#### Step 1

TensorFlow and Keras are essential for building the CNN model.
Requests and BeautifulSoup4 are for scraping images

In [1]:
pip install tensorflow keras requests beautifulsoup4






#### Step 2: Scrape Images of Nicholas Cage and Another person

Will use Web scaper to collect images.

In [2]:
pip install selenium

Note: you may need to restart the kernel to use updated packages.




In [3]:
pip install webdriver-manager

Note: you may need to restart the kernel to use updated packages.




In [71]:
import requests
from bs4 import BeautifulSoup
import os

In [75]:
def create_directory(path):
    if not os.path.exists(path):
        os.makedirs(path)

def scrape_images(query, num_images=500, save_dir="images"):
    # Creating the directory if it doesn't exist
    create_directory(save_dir)

    image_urls = []
    start = 0
    while len(image_urls) < num_images:
        # Google Images URL with pagination
        url = f"https://www.google.com/search?q={query}&tbm=isch&start={start}"
        headers = {"User-Agent": "Mozilla/5.0"}
        response = requests.get(url, headers=headers)
        
        soup = BeautifulSoup(response.text, "html.parser")

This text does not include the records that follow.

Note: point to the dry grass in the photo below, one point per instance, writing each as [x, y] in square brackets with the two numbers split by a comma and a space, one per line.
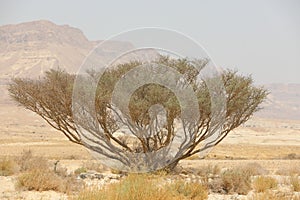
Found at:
[291, 171]
[263, 183]
[7, 167]
[186, 190]
[236, 181]
[28, 162]
[295, 182]
[146, 187]
[208, 170]
[41, 180]
[37, 175]
[271, 195]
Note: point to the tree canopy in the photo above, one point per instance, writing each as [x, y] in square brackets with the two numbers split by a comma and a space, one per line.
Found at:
[51, 98]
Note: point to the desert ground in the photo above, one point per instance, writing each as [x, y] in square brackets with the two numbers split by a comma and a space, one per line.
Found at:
[273, 144]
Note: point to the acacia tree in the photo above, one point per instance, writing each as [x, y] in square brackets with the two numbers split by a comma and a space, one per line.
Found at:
[152, 132]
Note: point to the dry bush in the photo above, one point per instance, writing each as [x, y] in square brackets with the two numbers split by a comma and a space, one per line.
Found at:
[29, 162]
[290, 171]
[37, 175]
[80, 170]
[146, 187]
[271, 195]
[236, 180]
[254, 169]
[208, 170]
[188, 190]
[40, 180]
[263, 183]
[7, 167]
[94, 166]
[295, 182]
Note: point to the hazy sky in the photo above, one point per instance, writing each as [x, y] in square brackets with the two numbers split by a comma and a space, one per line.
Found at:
[257, 37]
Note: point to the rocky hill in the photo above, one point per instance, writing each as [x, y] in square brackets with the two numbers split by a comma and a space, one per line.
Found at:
[29, 49]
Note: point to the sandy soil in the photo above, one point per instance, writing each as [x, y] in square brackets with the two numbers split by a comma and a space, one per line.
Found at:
[274, 144]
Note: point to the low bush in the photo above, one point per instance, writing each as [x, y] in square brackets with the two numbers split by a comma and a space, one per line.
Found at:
[7, 167]
[290, 171]
[146, 187]
[28, 162]
[263, 183]
[236, 180]
[40, 180]
[188, 190]
[271, 195]
[295, 182]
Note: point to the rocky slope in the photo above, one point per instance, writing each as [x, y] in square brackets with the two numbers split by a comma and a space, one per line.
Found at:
[29, 49]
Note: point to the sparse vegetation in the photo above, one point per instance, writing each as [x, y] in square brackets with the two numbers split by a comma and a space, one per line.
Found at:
[236, 180]
[263, 183]
[37, 175]
[7, 166]
[80, 170]
[41, 180]
[146, 187]
[271, 195]
[295, 182]
[291, 171]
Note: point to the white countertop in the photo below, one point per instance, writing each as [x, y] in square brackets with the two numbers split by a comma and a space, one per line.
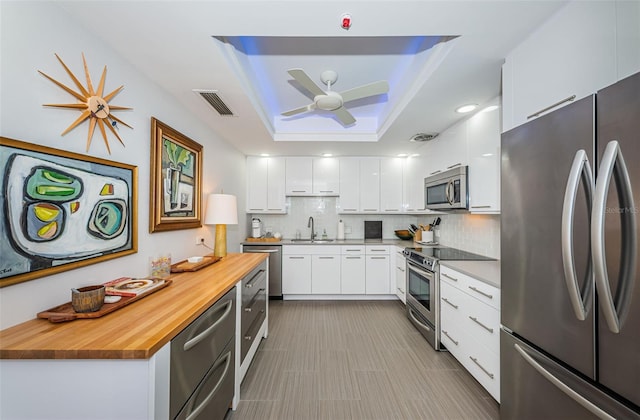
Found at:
[486, 271]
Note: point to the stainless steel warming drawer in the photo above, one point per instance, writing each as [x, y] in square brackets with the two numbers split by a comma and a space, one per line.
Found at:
[254, 306]
[205, 349]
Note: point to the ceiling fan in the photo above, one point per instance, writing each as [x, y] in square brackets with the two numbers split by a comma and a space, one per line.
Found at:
[330, 100]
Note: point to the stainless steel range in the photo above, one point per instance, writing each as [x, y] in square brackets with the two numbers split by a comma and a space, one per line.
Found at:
[423, 287]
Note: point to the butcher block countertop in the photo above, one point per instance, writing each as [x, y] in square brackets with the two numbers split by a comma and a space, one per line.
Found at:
[137, 330]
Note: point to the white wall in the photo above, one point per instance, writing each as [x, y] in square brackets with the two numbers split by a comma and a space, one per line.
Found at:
[31, 32]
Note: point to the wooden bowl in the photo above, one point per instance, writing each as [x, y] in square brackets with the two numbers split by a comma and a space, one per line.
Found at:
[403, 234]
[87, 299]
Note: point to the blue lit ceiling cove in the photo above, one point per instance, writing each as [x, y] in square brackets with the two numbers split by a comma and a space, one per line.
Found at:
[261, 65]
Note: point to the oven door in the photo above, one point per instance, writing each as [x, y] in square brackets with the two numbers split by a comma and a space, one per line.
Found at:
[421, 291]
[422, 301]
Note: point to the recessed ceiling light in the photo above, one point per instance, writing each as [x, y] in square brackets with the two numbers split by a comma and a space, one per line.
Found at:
[490, 108]
[466, 108]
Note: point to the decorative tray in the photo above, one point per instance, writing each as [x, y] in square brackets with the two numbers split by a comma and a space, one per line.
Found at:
[185, 265]
[65, 311]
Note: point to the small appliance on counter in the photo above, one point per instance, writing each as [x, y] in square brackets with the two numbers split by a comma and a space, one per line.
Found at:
[256, 227]
[372, 229]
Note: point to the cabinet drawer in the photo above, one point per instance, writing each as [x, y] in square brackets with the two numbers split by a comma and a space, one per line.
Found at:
[351, 249]
[248, 337]
[377, 249]
[483, 323]
[476, 288]
[484, 365]
[213, 395]
[252, 309]
[193, 350]
[254, 283]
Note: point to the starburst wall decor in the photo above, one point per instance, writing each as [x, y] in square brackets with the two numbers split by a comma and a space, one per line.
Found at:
[93, 104]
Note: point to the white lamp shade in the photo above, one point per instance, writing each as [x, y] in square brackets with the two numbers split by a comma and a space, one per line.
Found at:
[222, 209]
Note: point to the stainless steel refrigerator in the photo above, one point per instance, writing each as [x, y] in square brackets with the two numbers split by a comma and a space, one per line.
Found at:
[570, 315]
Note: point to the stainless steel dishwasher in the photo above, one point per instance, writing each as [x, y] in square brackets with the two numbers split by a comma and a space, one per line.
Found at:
[275, 266]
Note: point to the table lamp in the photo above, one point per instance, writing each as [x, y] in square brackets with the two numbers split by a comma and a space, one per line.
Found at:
[222, 210]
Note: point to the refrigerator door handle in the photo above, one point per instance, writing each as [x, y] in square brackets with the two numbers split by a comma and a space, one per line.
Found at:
[561, 385]
[580, 170]
[613, 164]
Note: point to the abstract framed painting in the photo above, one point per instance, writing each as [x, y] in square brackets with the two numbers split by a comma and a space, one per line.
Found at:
[61, 210]
[176, 180]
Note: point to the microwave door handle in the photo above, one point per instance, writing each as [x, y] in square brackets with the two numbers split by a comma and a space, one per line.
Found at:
[580, 169]
[613, 163]
[449, 192]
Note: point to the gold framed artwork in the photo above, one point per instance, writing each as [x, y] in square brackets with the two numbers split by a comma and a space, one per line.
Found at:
[176, 180]
[62, 210]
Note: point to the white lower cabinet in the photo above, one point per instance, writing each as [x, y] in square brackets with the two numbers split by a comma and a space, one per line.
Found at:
[339, 270]
[378, 263]
[325, 274]
[470, 326]
[296, 273]
[400, 275]
[353, 270]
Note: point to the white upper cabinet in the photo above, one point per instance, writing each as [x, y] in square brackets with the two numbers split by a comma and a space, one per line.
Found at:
[370, 185]
[449, 149]
[265, 185]
[299, 176]
[390, 185]
[349, 201]
[326, 176]
[574, 53]
[483, 147]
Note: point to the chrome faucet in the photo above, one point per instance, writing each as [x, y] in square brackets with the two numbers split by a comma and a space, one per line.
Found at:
[310, 224]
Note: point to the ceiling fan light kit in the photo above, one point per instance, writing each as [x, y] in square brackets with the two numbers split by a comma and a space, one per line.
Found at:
[330, 100]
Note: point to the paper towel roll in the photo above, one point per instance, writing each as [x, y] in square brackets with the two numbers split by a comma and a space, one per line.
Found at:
[340, 230]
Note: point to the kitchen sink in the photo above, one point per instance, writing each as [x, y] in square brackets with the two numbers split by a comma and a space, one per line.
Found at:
[314, 241]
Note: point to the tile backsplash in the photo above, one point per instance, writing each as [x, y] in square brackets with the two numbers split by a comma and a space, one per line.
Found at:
[477, 233]
[325, 216]
[471, 232]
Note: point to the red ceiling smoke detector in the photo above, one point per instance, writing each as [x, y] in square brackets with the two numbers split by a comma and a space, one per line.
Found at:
[345, 21]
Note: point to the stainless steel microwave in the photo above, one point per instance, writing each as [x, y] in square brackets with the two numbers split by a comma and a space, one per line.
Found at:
[447, 190]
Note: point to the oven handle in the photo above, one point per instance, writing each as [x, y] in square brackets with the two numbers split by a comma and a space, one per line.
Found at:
[420, 323]
[412, 267]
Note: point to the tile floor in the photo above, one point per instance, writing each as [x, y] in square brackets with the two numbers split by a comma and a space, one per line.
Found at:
[354, 360]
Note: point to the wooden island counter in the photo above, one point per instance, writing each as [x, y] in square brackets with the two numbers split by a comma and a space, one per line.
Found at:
[115, 366]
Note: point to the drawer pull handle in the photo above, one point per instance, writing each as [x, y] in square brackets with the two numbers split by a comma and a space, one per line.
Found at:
[227, 360]
[569, 99]
[449, 277]
[447, 300]
[249, 284]
[249, 337]
[481, 292]
[474, 319]
[474, 360]
[198, 338]
[253, 300]
[450, 338]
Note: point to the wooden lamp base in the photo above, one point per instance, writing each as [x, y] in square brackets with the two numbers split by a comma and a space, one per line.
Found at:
[220, 245]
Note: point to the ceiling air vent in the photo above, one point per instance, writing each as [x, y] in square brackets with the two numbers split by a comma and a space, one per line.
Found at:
[422, 137]
[213, 98]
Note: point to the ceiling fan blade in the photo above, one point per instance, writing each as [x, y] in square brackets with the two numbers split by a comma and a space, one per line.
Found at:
[344, 116]
[306, 81]
[375, 88]
[299, 110]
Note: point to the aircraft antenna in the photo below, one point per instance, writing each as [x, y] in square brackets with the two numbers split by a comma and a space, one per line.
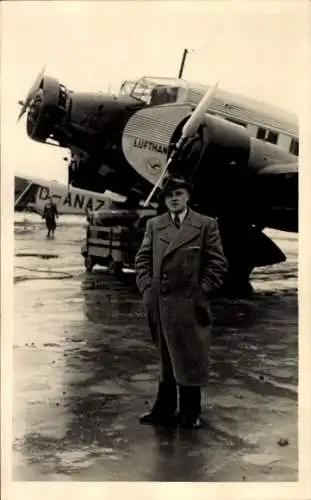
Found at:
[183, 60]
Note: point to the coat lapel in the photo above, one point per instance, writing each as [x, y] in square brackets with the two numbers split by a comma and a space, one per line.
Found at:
[175, 238]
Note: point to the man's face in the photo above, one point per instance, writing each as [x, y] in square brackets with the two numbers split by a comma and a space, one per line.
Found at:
[177, 200]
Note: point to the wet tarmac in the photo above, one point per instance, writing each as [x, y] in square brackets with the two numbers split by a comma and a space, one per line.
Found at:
[85, 368]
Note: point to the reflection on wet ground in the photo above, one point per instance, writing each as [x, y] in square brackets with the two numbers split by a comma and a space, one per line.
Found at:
[85, 368]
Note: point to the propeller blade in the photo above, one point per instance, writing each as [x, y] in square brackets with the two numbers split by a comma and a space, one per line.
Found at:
[31, 93]
[191, 126]
[189, 129]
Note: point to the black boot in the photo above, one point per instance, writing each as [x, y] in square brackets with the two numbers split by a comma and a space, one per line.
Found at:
[164, 408]
[189, 407]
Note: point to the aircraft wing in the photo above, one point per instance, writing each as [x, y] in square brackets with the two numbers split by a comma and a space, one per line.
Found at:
[279, 169]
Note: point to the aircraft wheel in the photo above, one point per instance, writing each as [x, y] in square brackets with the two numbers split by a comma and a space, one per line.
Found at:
[88, 262]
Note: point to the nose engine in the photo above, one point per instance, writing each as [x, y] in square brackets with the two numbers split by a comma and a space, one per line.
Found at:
[47, 103]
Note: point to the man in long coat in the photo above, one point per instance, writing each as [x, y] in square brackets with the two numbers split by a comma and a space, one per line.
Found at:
[49, 214]
[180, 262]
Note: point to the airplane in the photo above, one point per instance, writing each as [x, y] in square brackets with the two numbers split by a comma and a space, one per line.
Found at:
[128, 142]
[32, 193]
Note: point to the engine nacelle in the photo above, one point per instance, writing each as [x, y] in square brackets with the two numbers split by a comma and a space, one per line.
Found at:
[47, 111]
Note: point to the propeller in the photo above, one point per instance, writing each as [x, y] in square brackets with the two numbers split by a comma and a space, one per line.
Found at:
[31, 94]
[189, 129]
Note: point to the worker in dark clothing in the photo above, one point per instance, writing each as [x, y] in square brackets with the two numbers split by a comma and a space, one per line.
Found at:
[50, 214]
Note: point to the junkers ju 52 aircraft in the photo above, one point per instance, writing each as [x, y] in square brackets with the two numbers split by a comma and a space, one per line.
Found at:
[244, 173]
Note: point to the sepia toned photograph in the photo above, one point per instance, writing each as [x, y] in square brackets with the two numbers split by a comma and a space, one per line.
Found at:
[150, 165]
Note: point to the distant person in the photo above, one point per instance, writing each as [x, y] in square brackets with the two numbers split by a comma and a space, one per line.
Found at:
[50, 214]
[178, 266]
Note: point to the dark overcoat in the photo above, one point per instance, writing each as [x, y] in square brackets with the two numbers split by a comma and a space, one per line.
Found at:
[176, 269]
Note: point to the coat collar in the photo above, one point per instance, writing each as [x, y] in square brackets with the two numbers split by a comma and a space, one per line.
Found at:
[174, 238]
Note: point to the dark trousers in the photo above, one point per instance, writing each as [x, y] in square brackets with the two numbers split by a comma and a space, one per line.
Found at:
[189, 400]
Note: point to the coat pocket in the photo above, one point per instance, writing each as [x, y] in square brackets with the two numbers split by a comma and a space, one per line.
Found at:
[202, 309]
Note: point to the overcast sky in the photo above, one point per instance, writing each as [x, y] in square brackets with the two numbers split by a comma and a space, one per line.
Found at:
[256, 49]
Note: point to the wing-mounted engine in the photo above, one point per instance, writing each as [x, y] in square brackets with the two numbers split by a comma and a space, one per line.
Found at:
[47, 103]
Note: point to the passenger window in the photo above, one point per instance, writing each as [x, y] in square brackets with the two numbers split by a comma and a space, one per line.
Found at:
[272, 137]
[294, 147]
[261, 133]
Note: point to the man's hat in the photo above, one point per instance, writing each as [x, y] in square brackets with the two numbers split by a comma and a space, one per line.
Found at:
[175, 181]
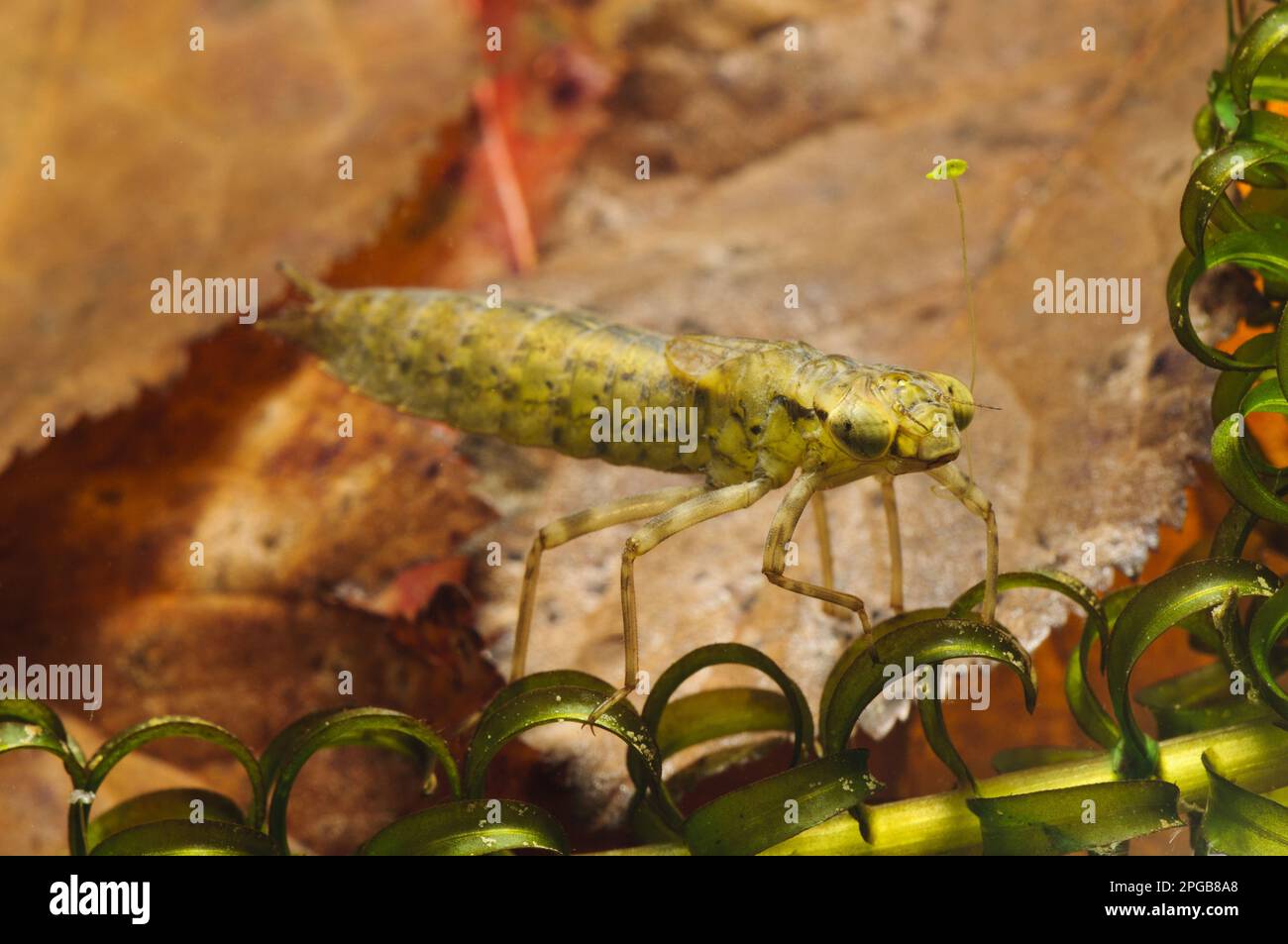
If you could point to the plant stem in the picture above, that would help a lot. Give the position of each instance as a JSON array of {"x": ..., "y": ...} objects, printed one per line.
[{"x": 1253, "y": 755}]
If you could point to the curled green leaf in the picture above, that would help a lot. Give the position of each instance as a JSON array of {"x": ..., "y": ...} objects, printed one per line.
[
  {"x": 546, "y": 698},
  {"x": 1091, "y": 816},
  {"x": 858, "y": 647},
  {"x": 927, "y": 644},
  {"x": 346, "y": 726},
  {"x": 686, "y": 723},
  {"x": 1207, "y": 185},
  {"x": 1237, "y": 822},
  {"x": 116, "y": 749},
  {"x": 1189, "y": 588},
  {"x": 1267, "y": 627},
  {"x": 763, "y": 814},
  {"x": 1056, "y": 581},
  {"x": 1233, "y": 463},
  {"x": 181, "y": 837},
  {"x": 471, "y": 827},
  {"x": 1093, "y": 717},
  {"x": 1198, "y": 700},
  {"x": 162, "y": 805},
  {"x": 1258, "y": 43}
]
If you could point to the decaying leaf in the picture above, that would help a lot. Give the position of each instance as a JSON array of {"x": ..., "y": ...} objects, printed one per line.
[{"x": 129, "y": 154}]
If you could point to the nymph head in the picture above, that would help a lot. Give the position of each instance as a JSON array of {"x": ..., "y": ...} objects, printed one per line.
[{"x": 888, "y": 412}]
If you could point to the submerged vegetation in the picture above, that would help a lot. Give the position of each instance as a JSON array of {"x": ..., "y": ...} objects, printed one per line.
[{"x": 1218, "y": 767}]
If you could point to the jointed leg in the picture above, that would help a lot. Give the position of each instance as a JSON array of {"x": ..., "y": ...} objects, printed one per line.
[
  {"x": 896, "y": 544},
  {"x": 824, "y": 550},
  {"x": 565, "y": 530},
  {"x": 684, "y": 514},
  {"x": 969, "y": 494},
  {"x": 776, "y": 549}
]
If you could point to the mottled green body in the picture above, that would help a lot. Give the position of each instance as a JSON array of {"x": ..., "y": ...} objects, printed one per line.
[{"x": 535, "y": 374}]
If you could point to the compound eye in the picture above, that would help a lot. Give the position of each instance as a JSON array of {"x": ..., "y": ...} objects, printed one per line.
[
  {"x": 863, "y": 430},
  {"x": 960, "y": 397}
]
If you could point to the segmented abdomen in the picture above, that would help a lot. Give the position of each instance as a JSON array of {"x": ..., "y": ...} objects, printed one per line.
[{"x": 527, "y": 373}]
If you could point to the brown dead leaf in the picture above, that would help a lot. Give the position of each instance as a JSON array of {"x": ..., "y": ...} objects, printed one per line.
[{"x": 213, "y": 162}]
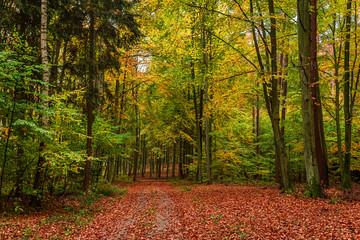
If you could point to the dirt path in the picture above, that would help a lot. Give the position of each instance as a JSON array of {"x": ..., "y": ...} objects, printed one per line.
[
  {"x": 162, "y": 210},
  {"x": 146, "y": 212}
]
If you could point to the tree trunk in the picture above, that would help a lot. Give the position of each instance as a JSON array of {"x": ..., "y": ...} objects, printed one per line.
[
  {"x": 45, "y": 92},
  {"x": 311, "y": 166},
  {"x": 274, "y": 101},
  {"x": 174, "y": 161},
  {"x": 345, "y": 166},
  {"x": 90, "y": 99},
  {"x": 320, "y": 145}
]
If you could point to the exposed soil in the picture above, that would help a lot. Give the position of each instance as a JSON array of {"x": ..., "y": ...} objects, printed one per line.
[{"x": 162, "y": 210}]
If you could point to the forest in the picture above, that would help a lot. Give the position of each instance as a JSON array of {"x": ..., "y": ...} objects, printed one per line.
[{"x": 216, "y": 95}]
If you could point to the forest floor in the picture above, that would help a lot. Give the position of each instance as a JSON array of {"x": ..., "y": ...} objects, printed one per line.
[{"x": 164, "y": 210}]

        # Finding all image elements
        for img_tag in soup.find_all("img"):
            src = img_tag.get("src")
            if src and "http" in src:
                image_urls.append(src)
                if len(image_urls) >= num_images:
                    break

        # Breaking the loop if the desired number of images is reached
        if len(image_urls) >= num_images:
            break

        # Increment the start value for the next page
        start += 20  # Google usually returns 20 results per page

    # Downloading images
    for i, img_url in enumerate(image_urls):
        try:
            img_data = requests.get(img_url).content
            with open(os.path.join(save_dir, f"{query.replace(' ', '_')}_{i}.jpg"), "wb") as handler:
                handler.write(img_data)
        except Exception as e:
            print(f"Could not download {img_url}. Error: {e}")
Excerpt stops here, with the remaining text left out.